Machine learning credit models now evaluate 42% of all consumer and small business loan applications globally, up from 18% in 2021, according to Experian. The shift from traditional statistical models to ML-based assessment has expanded lending access to 340 million previously excluded borrowers while simultaneously reducing default rates at the institutions that have adopted the technology. The dual improvement — more approvals with fewer defaults — represents the clearest demonstration of ML’s impact on any financial services function.
The Limitations of Traditional Credit Scoring
Traditional credit scoring relies on logistic regression models trained on a narrow set of variables: payment history, outstanding debt, length of credit history, new credit inquiries, and credit mix. The FICO model, which has dominated consumer lending since 1989, uses fewer than 30 features to produce a three-digit score. The approach works well for borrowers with extensive credit histories in developed markets but fails for three large populations: the 1.7 billion adults with no formal credit history, the hundreds of millions with “thin files” (too few credit accounts to generate a reliable score), and borrowers whose creditworthiness has changed faster than their credit report reflects.
According to World Bank data, traditional credit scoring excludes approximately 45% of the global adult population from formal lending. The exclusion is not because these individuals are high risk — many have stable incomes and responsible financial behaviour — but because the traditional models lack the data to evaluate them. ML models address this gap by analysing alternative data sources that traditional scoring ignores.

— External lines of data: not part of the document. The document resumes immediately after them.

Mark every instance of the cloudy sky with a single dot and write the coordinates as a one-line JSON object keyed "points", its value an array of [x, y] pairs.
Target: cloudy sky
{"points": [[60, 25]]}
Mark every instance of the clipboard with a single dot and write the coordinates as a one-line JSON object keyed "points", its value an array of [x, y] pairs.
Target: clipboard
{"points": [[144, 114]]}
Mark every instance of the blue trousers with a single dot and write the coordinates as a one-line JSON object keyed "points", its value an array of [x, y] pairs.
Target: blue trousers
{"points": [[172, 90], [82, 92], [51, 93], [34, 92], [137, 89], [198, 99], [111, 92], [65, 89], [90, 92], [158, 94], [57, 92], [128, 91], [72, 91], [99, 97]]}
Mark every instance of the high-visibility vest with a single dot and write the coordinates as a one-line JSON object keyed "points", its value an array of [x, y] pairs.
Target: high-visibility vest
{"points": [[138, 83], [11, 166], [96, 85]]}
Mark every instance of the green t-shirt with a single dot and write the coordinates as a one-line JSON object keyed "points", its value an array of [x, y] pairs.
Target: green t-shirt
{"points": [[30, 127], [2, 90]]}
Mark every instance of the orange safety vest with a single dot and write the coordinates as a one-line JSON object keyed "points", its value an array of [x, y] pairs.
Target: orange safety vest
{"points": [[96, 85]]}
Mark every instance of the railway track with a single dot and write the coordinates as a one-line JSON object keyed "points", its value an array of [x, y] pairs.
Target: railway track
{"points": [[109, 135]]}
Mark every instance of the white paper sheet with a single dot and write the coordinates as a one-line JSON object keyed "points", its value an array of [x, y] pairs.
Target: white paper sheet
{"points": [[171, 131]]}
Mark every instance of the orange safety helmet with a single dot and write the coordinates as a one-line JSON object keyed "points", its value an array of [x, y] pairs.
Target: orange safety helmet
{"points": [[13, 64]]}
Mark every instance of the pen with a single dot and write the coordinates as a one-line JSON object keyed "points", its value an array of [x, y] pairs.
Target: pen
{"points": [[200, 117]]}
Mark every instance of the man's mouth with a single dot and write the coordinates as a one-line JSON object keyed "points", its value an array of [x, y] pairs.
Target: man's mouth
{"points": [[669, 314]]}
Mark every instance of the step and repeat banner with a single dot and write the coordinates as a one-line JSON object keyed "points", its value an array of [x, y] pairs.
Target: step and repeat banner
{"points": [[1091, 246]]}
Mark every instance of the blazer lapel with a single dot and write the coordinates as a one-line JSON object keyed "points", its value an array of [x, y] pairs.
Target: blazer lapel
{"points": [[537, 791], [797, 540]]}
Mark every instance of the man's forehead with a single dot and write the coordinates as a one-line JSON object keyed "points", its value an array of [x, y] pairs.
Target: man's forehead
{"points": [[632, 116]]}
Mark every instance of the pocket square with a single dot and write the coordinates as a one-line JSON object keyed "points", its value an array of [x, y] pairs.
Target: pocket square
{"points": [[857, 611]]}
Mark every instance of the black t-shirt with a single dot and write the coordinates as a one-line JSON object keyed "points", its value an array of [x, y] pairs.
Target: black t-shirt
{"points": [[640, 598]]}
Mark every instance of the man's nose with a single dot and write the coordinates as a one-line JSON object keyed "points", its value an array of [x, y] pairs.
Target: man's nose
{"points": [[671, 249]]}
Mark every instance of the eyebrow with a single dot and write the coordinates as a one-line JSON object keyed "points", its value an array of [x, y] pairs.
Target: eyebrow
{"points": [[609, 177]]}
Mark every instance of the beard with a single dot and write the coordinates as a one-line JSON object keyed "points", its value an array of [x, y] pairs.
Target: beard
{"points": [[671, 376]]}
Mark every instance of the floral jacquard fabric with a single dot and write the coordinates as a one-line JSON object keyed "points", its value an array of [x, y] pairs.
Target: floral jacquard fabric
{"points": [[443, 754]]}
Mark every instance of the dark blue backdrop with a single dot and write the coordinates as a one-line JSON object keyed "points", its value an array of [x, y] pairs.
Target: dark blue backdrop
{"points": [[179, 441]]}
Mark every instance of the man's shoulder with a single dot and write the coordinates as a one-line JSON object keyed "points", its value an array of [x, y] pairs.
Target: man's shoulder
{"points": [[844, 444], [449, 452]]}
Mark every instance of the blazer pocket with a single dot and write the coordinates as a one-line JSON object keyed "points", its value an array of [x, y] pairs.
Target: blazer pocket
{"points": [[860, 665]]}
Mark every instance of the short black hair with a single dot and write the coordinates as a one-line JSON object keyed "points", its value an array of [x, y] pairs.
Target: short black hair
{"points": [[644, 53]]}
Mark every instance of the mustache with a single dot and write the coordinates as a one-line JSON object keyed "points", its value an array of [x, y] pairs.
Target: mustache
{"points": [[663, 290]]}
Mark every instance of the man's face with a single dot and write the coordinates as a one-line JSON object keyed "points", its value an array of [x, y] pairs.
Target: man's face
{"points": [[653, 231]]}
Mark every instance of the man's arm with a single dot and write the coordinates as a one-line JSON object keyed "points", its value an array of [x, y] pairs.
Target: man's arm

How ML Models Assess Credit Risk Differently
Machine learning credit models evaluate hundreds or thousands of features rather than the 20-30 used by traditional scorecards. These features include transaction velocity and patterns (how frequently and consistently someone receives income and makes payments), digital behaviour signals (app usage patterns that correlate with financial stability), utility and rent payment history, mobile phone usage patterns, and employment continuity indicators.
According to McKinsey, ML credit models identify 15-25% more creditworthy borrowers from the same applicant pool than traditional models, while maintaining or improving the overall portfolio’s performance. The improvement comes from the models’ ability to find complex, non-linear patterns in the data — interactions between variables that logistic regression cannot capture.
Fintech lenders have been the earliest and most aggressive adopters of ML credit models because they face the strongest incentive: they cannot compete for prime borrowers against established banks with lower cost of capital, so they must find creditworthy borrowers that traditional models overlook. According to CB Insights, fintech lenders using ML models approve 35% more applicants than traditional lenders while reporting default rates that are 10-15% lower.
The Regulatory Landscape for ML Credit Models
Regulators are developing frameworks that balance the benefits of ML credit assessment against concerns about fairness, transparency, and bias. The EU AI Act classifies credit scoring AI as “high risk,” requiring documentation, testing for discriminatory outcomes, and the ability to explain individual decisions. US regulators have issued guidance requiring lenders to provide specific reasons when ML models deny credit — a technical challenge because complex models do not naturally produce the kind of simple explanations that adverse action notices require.
The regulatory requirements are driving innovation in explainable AI. Companies like fintech platforms that solve the explainability challenge — building ML models that are both accurate and interpretable — will have significant advantages in regulated markets. According to Forrester Research, 67% of financial regulators have indicated that they will require some form of model explainability for ML-based credit decisions by 2027.
For venture-backed fintech lenders, ML credit capabilities are the most important technology asset in the company. The model’s accuracy determines default rates, which determine profitability, which determines the cost of capital, which determines competitive pricing. A fintech lender with a superior ML credit model has a structural advantage at every stage of the business — and as the model improves with each loan cycle’s performance data, that advantage compounds. Lenders serving digital banking customers who expect instant decisions have no alternative to ML — the speed and scale requirements make manual or rule-based underwriting impossible.